Kasus e-KTP, Andi Narogong terima divonis 8 tahun bui
Merdeka.com - Terdakwa kasus korupsi proyek e-KTP, Andi Agustinus alias Andi Narogong menerima vonis majelis hakim Pengadilan Tipikor, Jakarta Pusat. Andi dijatuhi vonis pidana penjara delapan tahun serta denda Rp 1 miliar atau subsider enam bulan kurungan penjara.
Diterimanya vonis tersebut diucapkan Andi sesaat setelah vonis dibacakan oleh majelis hakim.
"Bagaimana terdakwa apa anda menerima vonis ini, silakan terdakwa bisa berkomunikasi dengan tim kuasa hukum," ujar ketua majelis hakim Jhon Halasan Butarbutar mengajukan pertanyaan kepada Andi, Kamis (21/12).
Mendapat pertanyaan seperti itu, Andi sontak menjawab menerima atas vonis delapan tahun penjara. "Saya terima yang mulia," ucap lantang Andi.

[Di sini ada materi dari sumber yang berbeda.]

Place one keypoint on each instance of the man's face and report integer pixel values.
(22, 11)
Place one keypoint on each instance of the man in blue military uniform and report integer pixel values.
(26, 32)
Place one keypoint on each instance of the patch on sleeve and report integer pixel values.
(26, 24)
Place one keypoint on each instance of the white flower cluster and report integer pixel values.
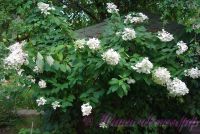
(41, 101)
(50, 60)
(112, 8)
(103, 125)
(161, 76)
(55, 104)
(86, 109)
(182, 47)
(128, 34)
(193, 73)
(36, 69)
(111, 57)
(80, 43)
(135, 18)
(17, 57)
(143, 66)
(45, 8)
(165, 36)
(31, 78)
(131, 81)
(177, 88)
(42, 84)
(93, 43)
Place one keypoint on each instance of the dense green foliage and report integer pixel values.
(77, 76)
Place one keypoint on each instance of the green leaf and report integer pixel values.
(40, 62)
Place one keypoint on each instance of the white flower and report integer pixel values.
(111, 57)
(86, 109)
(64, 6)
(161, 76)
(36, 69)
(31, 78)
(128, 34)
(93, 43)
(41, 101)
(131, 81)
(177, 88)
(42, 84)
(182, 47)
(20, 72)
(143, 66)
(103, 125)
(45, 8)
(193, 73)
(55, 104)
(165, 36)
(50, 60)
(135, 18)
(17, 57)
(80, 43)
(112, 8)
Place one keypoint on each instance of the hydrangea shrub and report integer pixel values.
(129, 71)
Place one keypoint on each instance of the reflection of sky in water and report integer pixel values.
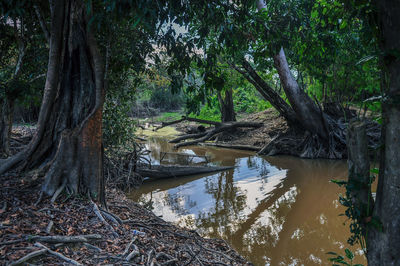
(273, 210)
(193, 198)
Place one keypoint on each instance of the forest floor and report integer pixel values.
(70, 231)
(273, 124)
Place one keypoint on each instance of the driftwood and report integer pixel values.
(166, 171)
(186, 118)
(66, 239)
(221, 127)
(29, 256)
(233, 146)
(59, 255)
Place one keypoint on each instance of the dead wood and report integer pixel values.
(233, 146)
(31, 255)
(67, 239)
(61, 256)
(221, 128)
(186, 118)
(100, 216)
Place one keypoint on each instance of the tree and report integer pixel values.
(384, 245)
(68, 141)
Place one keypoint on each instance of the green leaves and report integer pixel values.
(348, 260)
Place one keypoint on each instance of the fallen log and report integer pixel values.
(221, 128)
(166, 171)
(191, 119)
(233, 146)
(66, 239)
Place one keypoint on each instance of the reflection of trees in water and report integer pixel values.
(229, 203)
(301, 224)
(178, 203)
(262, 166)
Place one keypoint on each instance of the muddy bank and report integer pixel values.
(253, 138)
(124, 233)
(155, 242)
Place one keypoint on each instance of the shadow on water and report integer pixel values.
(273, 210)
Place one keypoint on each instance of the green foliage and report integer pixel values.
(340, 260)
(360, 219)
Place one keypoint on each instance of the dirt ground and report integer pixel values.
(273, 124)
(70, 231)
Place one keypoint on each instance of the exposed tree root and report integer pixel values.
(222, 127)
(61, 256)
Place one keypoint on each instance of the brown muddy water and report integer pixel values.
(273, 210)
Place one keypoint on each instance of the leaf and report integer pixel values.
(349, 254)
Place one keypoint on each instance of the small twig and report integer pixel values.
(150, 257)
(61, 256)
(92, 247)
(11, 242)
(49, 227)
(114, 218)
(29, 256)
(4, 208)
(39, 199)
(58, 191)
(129, 246)
(66, 239)
(98, 213)
(133, 254)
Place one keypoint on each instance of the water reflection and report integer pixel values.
(273, 210)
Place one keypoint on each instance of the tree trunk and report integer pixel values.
(268, 93)
(359, 181)
(384, 245)
(68, 141)
(6, 120)
(226, 106)
(307, 112)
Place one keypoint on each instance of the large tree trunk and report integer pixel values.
(6, 120)
(268, 93)
(226, 106)
(384, 244)
(68, 141)
(307, 112)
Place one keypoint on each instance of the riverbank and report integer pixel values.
(129, 235)
(247, 138)
(77, 231)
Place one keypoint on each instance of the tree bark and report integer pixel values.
(6, 120)
(269, 93)
(7, 103)
(68, 141)
(226, 106)
(307, 112)
(384, 245)
(359, 180)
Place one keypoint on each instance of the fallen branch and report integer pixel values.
(59, 255)
(29, 256)
(191, 119)
(233, 146)
(49, 226)
(66, 239)
(100, 216)
(135, 252)
(129, 246)
(223, 127)
(188, 136)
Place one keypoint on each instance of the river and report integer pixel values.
(276, 210)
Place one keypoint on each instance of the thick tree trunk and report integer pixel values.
(268, 93)
(359, 180)
(307, 112)
(384, 244)
(226, 105)
(68, 141)
(6, 120)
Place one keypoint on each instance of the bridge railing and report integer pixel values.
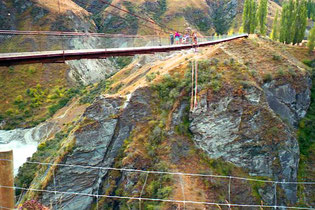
(12, 43)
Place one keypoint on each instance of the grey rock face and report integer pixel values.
(246, 132)
(97, 144)
(286, 102)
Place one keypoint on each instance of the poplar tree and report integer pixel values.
(288, 19)
(311, 40)
(246, 16)
(253, 16)
(300, 21)
(249, 16)
(262, 16)
(275, 28)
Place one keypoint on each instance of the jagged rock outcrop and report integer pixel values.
(247, 131)
(291, 105)
(104, 127)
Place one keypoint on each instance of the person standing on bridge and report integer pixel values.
(172, 38)
(177, 38)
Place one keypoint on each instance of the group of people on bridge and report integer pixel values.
(189, 37)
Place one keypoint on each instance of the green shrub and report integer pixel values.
(18, 99)
(280, 72)
(276, 57)
(267, 77)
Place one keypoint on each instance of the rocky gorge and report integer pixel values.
(142, 121)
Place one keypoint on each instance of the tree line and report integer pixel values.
(288, 27)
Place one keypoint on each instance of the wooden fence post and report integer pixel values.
(6, 179)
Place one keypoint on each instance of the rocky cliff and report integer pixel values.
(143, 121)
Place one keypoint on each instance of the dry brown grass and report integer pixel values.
(65, 5)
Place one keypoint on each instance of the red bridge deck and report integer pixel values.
(8, 59)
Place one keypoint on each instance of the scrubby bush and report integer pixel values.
(267, 77)
(150, 77)
(276, 57)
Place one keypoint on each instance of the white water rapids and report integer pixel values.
(23, 142)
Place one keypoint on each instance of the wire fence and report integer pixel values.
(229, 202)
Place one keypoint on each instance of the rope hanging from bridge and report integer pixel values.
(194, 85)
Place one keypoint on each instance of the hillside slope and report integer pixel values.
(252, 92)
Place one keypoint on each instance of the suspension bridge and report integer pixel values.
(152, 45)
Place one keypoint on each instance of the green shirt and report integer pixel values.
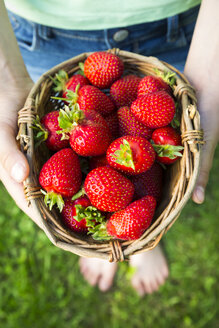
(97, 14)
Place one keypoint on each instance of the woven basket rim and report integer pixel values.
(116, 250)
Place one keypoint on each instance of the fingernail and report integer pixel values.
(18, 172)
(200, 194)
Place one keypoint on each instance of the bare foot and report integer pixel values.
(151, 271)
(98, 272)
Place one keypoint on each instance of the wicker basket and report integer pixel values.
(180, 177)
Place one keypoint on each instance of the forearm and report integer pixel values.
(202, 66)
(12, 67)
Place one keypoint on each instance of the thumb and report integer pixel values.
(207, 155)
(13, 161)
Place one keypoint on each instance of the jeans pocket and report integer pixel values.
(25, 32)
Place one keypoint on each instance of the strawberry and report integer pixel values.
(63, 82)
(102, 69)
(89, 98)
(167, 144)
(89, 133)
(60, 176)
(129, 125)
(124, 91)
(130, 154)
(151, 84)
(47, 129)
(155, 110)
(113, 124)
(130, 223)
(78, 215)
(149, 182)
(71, 215)
(108, 190)
(97, 161)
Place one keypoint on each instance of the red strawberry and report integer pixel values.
(124, 91)
(130, 223)
(155, 109)
(149, 182)
(103, 68)
(151, 84)
(89, 133)
(63, 82)
(72, 214)
(47, 129)
(167, 144)
(113, 124)
(108, 190)
(60, 176)
(130, 154)
(97, 161)
(90, 98)
(129, 125)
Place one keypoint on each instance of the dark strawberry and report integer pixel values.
(90, 98)
(103, 68)
(155, 109)
(167, 144)
(124, 91)
(130, 154)
(78, 215)
(47, 129)
(149, 182)
(60, 176)
(129, 125)
(108, 190)
(89, 133)
(63, 82)
(130, 223)
(113, 124)
(97, 161)
(151, 84)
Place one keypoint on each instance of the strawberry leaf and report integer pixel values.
(167, 76)
(123, 156)
(40, 133)
(51, 198)
(68, 118)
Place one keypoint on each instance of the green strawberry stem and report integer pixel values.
(60, 80)
(93, 216)
(175, 123)
(81, 66)
(68, 118)
(41, 134)
(124, 156)
(80, 193)
(99, 232)
(51, 198)
(71, 96)
(169, 151)
(167, 76)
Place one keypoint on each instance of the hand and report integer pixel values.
(14, 167)
(209, 112)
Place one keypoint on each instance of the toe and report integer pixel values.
(138, 286)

Tim kuasa hukum Andi pun mengamini sikap pengusaha tersebut. Sedangkan pihak jaksa penuntut umum pada KPK, belum memutuskan langkah hukum lebih lanjut pasca vonis majelis hakim Pengadilan Tipikor hari ini.
"Kami pikir-pikir yang mulia," ujar jaksa Eva Yustisiana.
Diketahui, vonis yang dijatuhi majelis hakim terhadap Andi Narogong sesuai dengan tuntutan jaksa penuntut umum pada KPK. Pun halnya dengan pidana tambahan yang mewajibkan Andi membayar uang pengganti sebesar USD 2.500.000 dan Rp 1.186.000.000 dihitung dengan uang yang telah dikembalikan sebesar USD 350.000.
Hanya dalam vonis tersebut, majelis hakim menggunakan dakwaan alternatif pertama sebagai landasan hukumnya yakni, Pasal 2 Ayat 1 Undang-Undang Nomor 31 Tahun 1999 sebagaimana telah diubah dengan Undang-Undang dengan Nomor 20 Tahun 2001 Jo Pasal 55 Ayat 1 ke-1 KUHP.
Berbeda dengan tuntutan jaksa yang menggunakan Pasal 3 Undang-Undang Nomor 31 Tahun 1999 sebagaimana telah diubah dengan Undang-Undang dengan Nomor 20 Tahun 2001 Jo Pasal 55 Ayat 1 ke-1 KUHP.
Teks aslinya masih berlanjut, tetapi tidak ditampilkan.